ViryaNet also operates in a highly competitive and emerging industry characterized by rapid technological obsolesce. Should they be unable to keep pace with new innovations and industry trends, like cloud-based delivery, the business might face declining sales and an eroding competitive position.
ViryaNet is a closely held company, with insiders collectively owning over 47% of the shares outstanding. Both CEO Memy Ish-Shalom and Chairman Samuel HaCohen have individual stakes standing at over 10%. Acting as true owners, management has done an excellent job achieving consistent profitability, organically growing the business, and moving the company toward a debt-free position.

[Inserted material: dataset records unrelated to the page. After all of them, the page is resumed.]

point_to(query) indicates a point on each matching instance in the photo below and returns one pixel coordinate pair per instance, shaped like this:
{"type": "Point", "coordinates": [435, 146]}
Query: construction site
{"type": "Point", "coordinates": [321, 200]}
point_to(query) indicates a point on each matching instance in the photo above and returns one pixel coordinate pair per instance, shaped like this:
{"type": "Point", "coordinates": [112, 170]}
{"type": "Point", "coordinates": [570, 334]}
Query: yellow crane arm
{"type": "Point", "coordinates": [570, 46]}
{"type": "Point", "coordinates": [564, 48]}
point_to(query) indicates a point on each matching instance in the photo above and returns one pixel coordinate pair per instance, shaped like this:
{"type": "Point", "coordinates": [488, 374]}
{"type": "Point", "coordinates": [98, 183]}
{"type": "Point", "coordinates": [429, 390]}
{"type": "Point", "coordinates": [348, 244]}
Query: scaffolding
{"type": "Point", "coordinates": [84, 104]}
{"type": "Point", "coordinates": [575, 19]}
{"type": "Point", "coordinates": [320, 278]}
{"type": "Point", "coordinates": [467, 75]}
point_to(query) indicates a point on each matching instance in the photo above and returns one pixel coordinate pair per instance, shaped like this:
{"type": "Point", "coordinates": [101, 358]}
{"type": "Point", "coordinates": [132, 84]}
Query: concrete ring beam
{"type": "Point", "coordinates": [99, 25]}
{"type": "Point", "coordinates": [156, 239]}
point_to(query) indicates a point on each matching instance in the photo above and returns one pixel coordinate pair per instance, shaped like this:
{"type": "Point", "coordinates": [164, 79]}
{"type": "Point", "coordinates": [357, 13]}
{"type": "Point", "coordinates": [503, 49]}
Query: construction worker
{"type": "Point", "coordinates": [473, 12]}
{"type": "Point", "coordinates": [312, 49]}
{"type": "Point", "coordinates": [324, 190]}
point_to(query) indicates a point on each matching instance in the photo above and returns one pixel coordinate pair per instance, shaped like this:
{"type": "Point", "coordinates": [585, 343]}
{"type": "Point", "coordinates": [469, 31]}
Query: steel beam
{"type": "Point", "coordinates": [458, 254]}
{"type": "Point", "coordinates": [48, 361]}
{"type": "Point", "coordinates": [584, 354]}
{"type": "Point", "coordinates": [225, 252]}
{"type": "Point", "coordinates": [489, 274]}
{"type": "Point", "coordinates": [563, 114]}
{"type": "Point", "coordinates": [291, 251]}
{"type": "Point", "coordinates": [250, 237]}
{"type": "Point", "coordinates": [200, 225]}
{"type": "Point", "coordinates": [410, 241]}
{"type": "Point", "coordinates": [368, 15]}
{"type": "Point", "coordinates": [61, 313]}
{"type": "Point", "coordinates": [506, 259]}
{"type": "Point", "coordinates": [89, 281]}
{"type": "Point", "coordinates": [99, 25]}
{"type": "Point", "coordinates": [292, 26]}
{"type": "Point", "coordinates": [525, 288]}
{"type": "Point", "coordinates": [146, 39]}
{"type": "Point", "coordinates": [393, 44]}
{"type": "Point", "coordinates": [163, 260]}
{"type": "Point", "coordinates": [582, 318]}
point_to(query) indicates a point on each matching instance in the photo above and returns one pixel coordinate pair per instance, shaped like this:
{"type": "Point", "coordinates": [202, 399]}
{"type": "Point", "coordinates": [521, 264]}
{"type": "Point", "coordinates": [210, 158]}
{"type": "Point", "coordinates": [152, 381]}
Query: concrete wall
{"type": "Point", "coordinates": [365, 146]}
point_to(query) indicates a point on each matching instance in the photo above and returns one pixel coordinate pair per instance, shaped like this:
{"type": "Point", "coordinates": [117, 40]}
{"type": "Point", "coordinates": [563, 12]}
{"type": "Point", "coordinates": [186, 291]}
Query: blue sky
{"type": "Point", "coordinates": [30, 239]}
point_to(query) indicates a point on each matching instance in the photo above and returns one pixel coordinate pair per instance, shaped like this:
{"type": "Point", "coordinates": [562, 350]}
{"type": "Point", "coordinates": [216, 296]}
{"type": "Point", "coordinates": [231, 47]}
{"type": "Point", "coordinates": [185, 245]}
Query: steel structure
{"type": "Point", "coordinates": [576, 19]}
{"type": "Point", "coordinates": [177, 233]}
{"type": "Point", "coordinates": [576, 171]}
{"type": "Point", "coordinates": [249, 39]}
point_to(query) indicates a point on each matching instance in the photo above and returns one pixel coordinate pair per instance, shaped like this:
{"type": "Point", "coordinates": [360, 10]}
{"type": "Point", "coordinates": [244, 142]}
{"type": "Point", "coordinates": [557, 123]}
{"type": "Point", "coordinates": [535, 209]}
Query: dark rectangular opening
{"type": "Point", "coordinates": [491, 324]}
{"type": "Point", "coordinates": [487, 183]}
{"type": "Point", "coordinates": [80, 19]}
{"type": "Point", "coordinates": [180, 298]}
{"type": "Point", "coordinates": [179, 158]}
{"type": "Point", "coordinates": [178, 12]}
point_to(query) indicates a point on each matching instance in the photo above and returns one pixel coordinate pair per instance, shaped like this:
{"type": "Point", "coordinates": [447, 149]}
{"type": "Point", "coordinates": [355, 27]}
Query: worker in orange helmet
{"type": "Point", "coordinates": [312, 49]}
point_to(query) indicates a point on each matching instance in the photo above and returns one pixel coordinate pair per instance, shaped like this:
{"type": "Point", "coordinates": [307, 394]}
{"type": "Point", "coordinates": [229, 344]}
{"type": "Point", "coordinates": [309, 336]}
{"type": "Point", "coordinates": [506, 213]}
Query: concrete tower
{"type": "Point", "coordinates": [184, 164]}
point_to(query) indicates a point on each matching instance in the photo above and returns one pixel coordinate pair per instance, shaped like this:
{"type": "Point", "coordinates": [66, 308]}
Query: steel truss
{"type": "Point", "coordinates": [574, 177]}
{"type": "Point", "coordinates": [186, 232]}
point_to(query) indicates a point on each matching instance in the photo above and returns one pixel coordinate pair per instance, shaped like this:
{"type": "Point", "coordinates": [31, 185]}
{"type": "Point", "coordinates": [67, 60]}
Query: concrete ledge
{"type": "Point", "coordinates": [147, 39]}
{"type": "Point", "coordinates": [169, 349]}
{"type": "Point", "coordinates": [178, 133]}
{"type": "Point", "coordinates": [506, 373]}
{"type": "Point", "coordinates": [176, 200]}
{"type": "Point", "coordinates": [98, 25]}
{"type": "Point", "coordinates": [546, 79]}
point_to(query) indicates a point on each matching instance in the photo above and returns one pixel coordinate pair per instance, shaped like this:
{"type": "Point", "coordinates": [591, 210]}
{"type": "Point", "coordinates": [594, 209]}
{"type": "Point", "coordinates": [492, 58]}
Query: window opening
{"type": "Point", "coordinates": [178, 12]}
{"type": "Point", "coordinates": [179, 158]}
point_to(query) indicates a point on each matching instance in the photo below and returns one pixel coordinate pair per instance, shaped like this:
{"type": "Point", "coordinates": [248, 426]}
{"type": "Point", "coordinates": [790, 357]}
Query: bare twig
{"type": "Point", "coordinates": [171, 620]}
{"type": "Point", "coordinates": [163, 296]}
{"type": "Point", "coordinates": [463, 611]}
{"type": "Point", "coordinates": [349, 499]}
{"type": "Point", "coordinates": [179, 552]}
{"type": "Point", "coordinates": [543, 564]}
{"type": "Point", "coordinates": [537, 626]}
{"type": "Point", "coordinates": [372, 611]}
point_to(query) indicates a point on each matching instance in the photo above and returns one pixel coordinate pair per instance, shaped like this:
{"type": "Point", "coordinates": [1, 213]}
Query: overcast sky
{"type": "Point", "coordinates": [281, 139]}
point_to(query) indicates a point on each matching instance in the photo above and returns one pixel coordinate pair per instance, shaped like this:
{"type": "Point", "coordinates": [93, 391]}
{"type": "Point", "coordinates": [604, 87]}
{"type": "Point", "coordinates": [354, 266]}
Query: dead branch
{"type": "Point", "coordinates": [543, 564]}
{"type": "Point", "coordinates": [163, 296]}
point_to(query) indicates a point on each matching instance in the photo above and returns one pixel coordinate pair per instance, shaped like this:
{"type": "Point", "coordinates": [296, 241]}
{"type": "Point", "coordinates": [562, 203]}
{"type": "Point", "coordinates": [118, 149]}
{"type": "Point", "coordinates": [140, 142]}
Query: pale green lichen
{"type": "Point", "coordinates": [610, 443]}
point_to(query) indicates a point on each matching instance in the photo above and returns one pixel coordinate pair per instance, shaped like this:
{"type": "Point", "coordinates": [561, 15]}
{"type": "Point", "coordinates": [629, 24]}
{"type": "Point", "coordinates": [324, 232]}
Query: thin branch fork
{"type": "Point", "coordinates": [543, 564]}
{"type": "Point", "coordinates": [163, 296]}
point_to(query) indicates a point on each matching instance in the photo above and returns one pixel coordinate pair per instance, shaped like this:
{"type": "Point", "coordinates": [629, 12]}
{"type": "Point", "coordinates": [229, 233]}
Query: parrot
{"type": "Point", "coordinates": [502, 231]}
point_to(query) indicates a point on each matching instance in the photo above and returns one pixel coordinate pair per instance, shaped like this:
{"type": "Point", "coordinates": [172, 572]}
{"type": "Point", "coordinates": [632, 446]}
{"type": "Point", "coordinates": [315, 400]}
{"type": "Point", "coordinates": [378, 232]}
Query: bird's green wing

Also of note, management has built their stakes with open-market purchases. In March of last year, Memy Ish-Shalom purchased 135,000 shares at $0.52 each, which increased his holdings by 50% to 10% of the company. I will point out that following the rapid rise in share price over the last six months, some insider selling has occurred - but, as Peter Lynch says, insiders sell for a variety of reasons and I don't believe these actions are tied to management's view of the company's future.
ViryaNet's position is enviable, with a blue-chip customer base and an innovative solution that is gaining traction in the rapidly growing mobile workforce management industry. Investors have the opportunity to partner with a highly incentivized management team that has consistently delivered on product innovations and sales growth, at a price that is less than half of where comparable companies trade. With the company's new cloud offering, up-list potential, and attraction as an acquisition target, I predict 2014 will be another breakout year and shares could climb a long way as more investors learn about this hidden gem.
Disclosure: I am long VRYAF. I wrote this article myself, and it expresses my own opinions. I am not receiving compensation for it. I have no business relationship with any company whose stock is mentioned in this article.